Wohnkrank: Wenn Mängel zur Gewohnheit werden
Warum viele Studierende mangelhafte Wohnbedingungen in Zwischennutzungen hinnehmen und wie man sich dagegen wehren kann.
Das Wohnen in Zwischennutzungen, wie sie gemeinnützige Vermittlungsplattformen wie das Jugendwohnnetz (JUWO) anbieten, bringt viele Vorteile mit sich: bezahlbare Mietpreise, zentrale Lage und ein gemeinschaftliches Wohnerlebnis. Dies macht JUWO zu einer der beliebtesten Anlaufstellen für wohnungssuchende Studierende und über 4000 Personen in Ausbildung leben in Zürich in einer solchen Wohnsituation. Doch das Leben in diesen befristeten Wohngemeinschaften hat auch eine Kehrseite: mangelhafte Infrastruktur, fehlende Transparenz bezüglich der Zuständigkeiten, rechtliche Unsicherheit und ungewisse Perspektiven. Diese allgegenwärtige Situation im temporären Wohnraum führt auch zu einer Normalisierung dieser Wohnverhältnisse, wodurch viele Studierende ihre Rechte und Ansprüche häufig nicht wahrnehmen. Eine Forschungsgruppe der Universität Zürich hat die Ursachen und Folgen dieser Normalisierung untersucht und präsentiert Lösungsansätze, um sichere und faire Wohnbedingungen für Studierende zu fördern.
Eine kranke Stadt
Wie viele andere Städte ist auch Zürich von einer Krankheit befallen: Die Mietpreise steigen wie Fieber, fristlose Kündigungen verbreiten sich wie ein Virus und die Nachfrage nach bezahlbarem Wohnraum schnellt in die Höhe wie ein steigender Blutdruck. Eine Mietpreiserhebung der Stadt Zürich bestätigt diesen Befund: Seit 2022 sind die Mieten um bis zu neun Prozent gestiegen. Die Ursachen dieser Krankheit sind vielfältig und eng miteinander verknüpft: Spekulationen auf dem Wohnungsmarkt, zunehmende Gentrifizierung, die Ausbreitung von Kurzzeitvermietungen über Plattformen wie Airbnb, fehlende politische Massnahmen zur Mietpreiskontrolle und viele weitere Faktoren.
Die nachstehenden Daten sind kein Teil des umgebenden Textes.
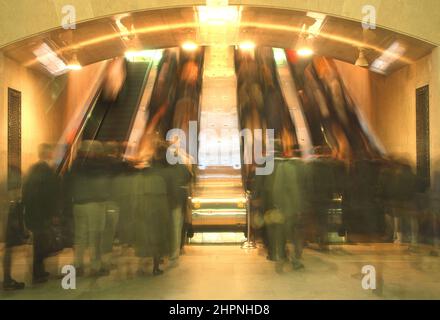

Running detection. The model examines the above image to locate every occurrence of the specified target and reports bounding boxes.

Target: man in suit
[22,144,59,283]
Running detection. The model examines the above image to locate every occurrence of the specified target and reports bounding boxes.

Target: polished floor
[0,244,440,299]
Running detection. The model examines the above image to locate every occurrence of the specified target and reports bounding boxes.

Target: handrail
[56,62,108,175]
[125,60,154,141]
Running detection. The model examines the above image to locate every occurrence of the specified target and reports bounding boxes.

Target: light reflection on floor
[0,244,440,299]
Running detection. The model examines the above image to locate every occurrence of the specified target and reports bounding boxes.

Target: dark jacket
[66,158,112,204]
[22,161,59,231]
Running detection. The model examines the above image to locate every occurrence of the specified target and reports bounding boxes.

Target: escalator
[191,46,246,243]
[82,62,152,142]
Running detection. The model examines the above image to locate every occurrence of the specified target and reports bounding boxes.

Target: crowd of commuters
[251,146,439,269]
[3,139,192,289]
[3,49,440,290]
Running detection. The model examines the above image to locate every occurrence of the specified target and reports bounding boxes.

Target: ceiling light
[67,53,82,71]
[306,12,327,37]
[33,43,67,76]
[125,49,163,63]
[273,48,287,66]
[354,47,369,68]
[239,41,255,50]
[296,48,314,57]
[296,34,315,57]
[182,41,199,51]
[197,5,240,26]
[370,41,406,74]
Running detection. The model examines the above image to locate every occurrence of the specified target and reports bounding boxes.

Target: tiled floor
[0,244,440,299]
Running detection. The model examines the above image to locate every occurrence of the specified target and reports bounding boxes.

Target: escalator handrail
[125,60,154,141]
[56,62,108,175]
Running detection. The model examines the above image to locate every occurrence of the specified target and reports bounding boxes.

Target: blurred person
[101,142,124,269]
[306,146,334,251]
[134,141,175,276]
[263,141,286,262]
[22,144,60,283]
[169,148,191,265]
[3,201,28,291]
[429,160,440,255]
[102,57,127,101]
[274,146,307,270]
[66,140,110,276]
[379,160,402,243]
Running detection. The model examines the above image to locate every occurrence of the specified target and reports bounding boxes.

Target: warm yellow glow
[296,47,314,57]
[24,22,414,67]
[191,197,246,203]
[239,41,255,50]
[67,63,82,71]
[182,41,199,51]
[197,6,240,26]
[125,49,163,62]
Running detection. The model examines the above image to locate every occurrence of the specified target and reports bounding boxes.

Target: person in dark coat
[22,144,59,283]
[274,150,307,270]
[66,141,111,276]
[134,142,176,275]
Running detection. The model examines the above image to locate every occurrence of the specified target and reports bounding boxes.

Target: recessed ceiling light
[239,41,255,50]
[182,41,199,51]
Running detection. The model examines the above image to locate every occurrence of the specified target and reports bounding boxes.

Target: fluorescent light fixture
[295,34,315,58]
[115,14,135,41]
[306,12,327,37]
[182,41,199,51]
[296,47,314,57]
[354,48,369,68]
[191,197,246,203]
[370,41,406,74]
[67,53,82,71]
[197,6,240,26]
[239,41,255,51]
[125,50,163,62]
[33,43,68,76]
[273,48,287,66]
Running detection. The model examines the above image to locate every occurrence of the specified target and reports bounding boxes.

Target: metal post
[241,191,257,249]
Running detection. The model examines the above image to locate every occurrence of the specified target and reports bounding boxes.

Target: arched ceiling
[0,0,440,48]
[0,4,440,72]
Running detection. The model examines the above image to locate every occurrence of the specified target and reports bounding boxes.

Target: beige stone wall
[371,48,440,169]
[0,56,105,242]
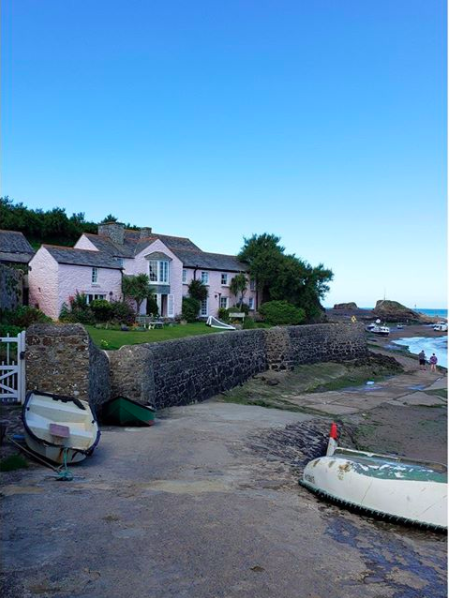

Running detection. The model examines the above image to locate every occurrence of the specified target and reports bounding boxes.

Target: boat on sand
[22,390,100,465]
[101,397,155,426]
[299,424,448,530]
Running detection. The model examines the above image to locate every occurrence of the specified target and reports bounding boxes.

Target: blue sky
[1,0,447,307]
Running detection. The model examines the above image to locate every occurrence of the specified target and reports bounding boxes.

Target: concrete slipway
[2,370,446,598]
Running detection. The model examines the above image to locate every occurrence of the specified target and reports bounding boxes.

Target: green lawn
[86,322,224,350]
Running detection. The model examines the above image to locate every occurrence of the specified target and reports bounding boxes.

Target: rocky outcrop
[334,301,359,311]
[374,299,435,324]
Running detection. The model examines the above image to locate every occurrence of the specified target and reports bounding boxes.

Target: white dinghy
[22,390,100,464]
[206,316,236,330]
[299,424,448,530]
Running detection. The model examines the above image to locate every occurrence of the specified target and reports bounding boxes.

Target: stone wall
[108,324,367,409]
[27,324,367,409]
[109,330,267,409]
[0,264,24,310]
[26,324,110,407]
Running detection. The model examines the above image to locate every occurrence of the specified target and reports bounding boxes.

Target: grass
[86,322,223,350]
[0,454,28,471]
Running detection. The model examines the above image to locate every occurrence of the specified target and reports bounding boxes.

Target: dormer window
[149,260,169,284]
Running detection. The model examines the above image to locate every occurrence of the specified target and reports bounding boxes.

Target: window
[200,299,208,316]
[149,260,169,284]
[86,293,106,305]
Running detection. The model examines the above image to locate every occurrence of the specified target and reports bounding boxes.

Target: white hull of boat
[22,391,100,464]
[300,448,448,529]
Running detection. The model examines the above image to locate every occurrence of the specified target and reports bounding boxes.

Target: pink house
[29,222,255,319]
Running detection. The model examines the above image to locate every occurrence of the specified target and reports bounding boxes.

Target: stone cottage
[29,222,255,319]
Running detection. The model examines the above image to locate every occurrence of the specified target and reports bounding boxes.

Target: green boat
[102,397,155,426]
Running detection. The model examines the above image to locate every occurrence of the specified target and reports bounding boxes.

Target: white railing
[0,331,26,403]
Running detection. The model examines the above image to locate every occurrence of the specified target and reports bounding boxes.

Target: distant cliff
[374,299,436,324]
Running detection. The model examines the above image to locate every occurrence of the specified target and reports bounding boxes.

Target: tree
[188,279,208,301]
[238,233,333,321]
[230,272,247,309]
[100,214,117,224]
[122,274,155,314]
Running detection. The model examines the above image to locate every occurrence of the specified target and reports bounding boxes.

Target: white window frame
[149,260,170,284]
[86,293,106,305]
[167,294,174,318]
[200,299,208,317]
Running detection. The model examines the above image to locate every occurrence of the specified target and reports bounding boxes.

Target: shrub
[243,316,257,330]
[228,303,249,316]
[0,324,23,336]
[89,299,113,322]
[182,297,200,322]
[218,307,229,323]
[110,301,135,326]
[146,295,159,316]
[260,301,305,326]
[188,280,208,301]
[0,305,52,329]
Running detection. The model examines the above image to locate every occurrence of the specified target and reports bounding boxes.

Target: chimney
[98,222,125,245]
[139,226,152,239]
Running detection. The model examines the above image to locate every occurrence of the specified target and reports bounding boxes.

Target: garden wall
[27,324,367,409]
[26,324,110,407]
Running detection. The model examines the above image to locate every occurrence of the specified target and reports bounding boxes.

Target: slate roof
[85,229,248,272]
[0,230,34,264]
[42,245,122,270]
[174,250,248,272]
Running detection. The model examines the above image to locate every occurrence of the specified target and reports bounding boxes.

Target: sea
[364,307,448,368]
[392,336,448,368]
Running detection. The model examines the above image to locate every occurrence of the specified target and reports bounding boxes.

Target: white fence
[0,332,26,403]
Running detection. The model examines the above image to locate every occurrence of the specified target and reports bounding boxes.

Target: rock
[334,301,359,311]
[374,299,435,324]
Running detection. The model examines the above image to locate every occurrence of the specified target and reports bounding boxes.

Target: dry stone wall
[26,324,110,407]
[27,324,367,409]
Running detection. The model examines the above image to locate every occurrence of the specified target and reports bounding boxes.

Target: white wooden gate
[0,331,26,403]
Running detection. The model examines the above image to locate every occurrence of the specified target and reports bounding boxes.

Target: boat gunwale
[299,478,448,533]
[102,395,157,413]
[21,389,100,455]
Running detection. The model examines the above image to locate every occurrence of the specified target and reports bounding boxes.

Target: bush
[260,301,305,326]
[182,297,200,322]
[243,316,257,330]
[0,305,52,329]
[146,295,159,316]
[228,303,249,316]
[89,299,113,322]
[188,279,208,301]
[110,301,135,326]
[218,307,229,323]
[0,324,23,336]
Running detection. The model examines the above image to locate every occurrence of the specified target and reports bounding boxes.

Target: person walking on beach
[429,353,438,372]
[418,350,426,370]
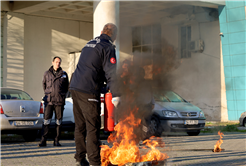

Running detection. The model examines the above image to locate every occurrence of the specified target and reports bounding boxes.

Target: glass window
[154,90,184,102]
[180,26,191,58]
[0,89,33,100]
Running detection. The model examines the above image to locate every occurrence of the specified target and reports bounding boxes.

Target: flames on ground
[101,108,168,166]
[213,131,224,152]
Kein Wunder also, dass viele Studierende dem privaten Wohnungsmarkt chancenlos ausgeliefert sind. Ihre einzige Hoffnung ruht scheinbar auf dem JUWO, welches in den 80er-Jahren aus den Jugendunruhen hervorging und seither bezahlbaren Wohnraum für Menschen in Ausbildung anbietet. Doch auch hier macht sich der wachsende Wohnungsdruck bemerkbar: Über 2000 Studierende stehen derzeit auf der Warteliste.
Das JUWO als Heilmittel?
Im Durchschnitt bezahlt eine Person in Ausbildung bei JUWO lediglich 570 Franken brutto für einen Wohnplatz, was das Netz zu einem der preiswertesten Anbietern in der Stadt Zürich macht. Vergleichsweise liegt der aktuelle Medianpreis für eine Zweizimmerwohnung in der Stadt Zürich monatlich bei 1424 Franken netto. Diese günstigen Mietpreise sind nur deshalb möglich, weil das JUWO die Wohnungen zu 90 Prozent von privaten Eigentümer*innen oder Genossenschaften übernehmen und als temporäre Zwischennutzung nutzen kann. Eine angebliche Win-Win Situation: Die privaten Eigentümer*innen können noch einmal aus ihren leerstehenden Wohnungen Profit schlagen, bevor sie dann endgültig abgerissen oder renoviert werden; die Genossenschaften leben ihr soziales Image weiterhin auf, während das JUWO diesen Wohnraum günstig an Studierende weitervermitteln kann. Das JUWO sieht sich demnach als Teil eines Heilmittels gegen die kranke Stadt und ihre Wohnkrise.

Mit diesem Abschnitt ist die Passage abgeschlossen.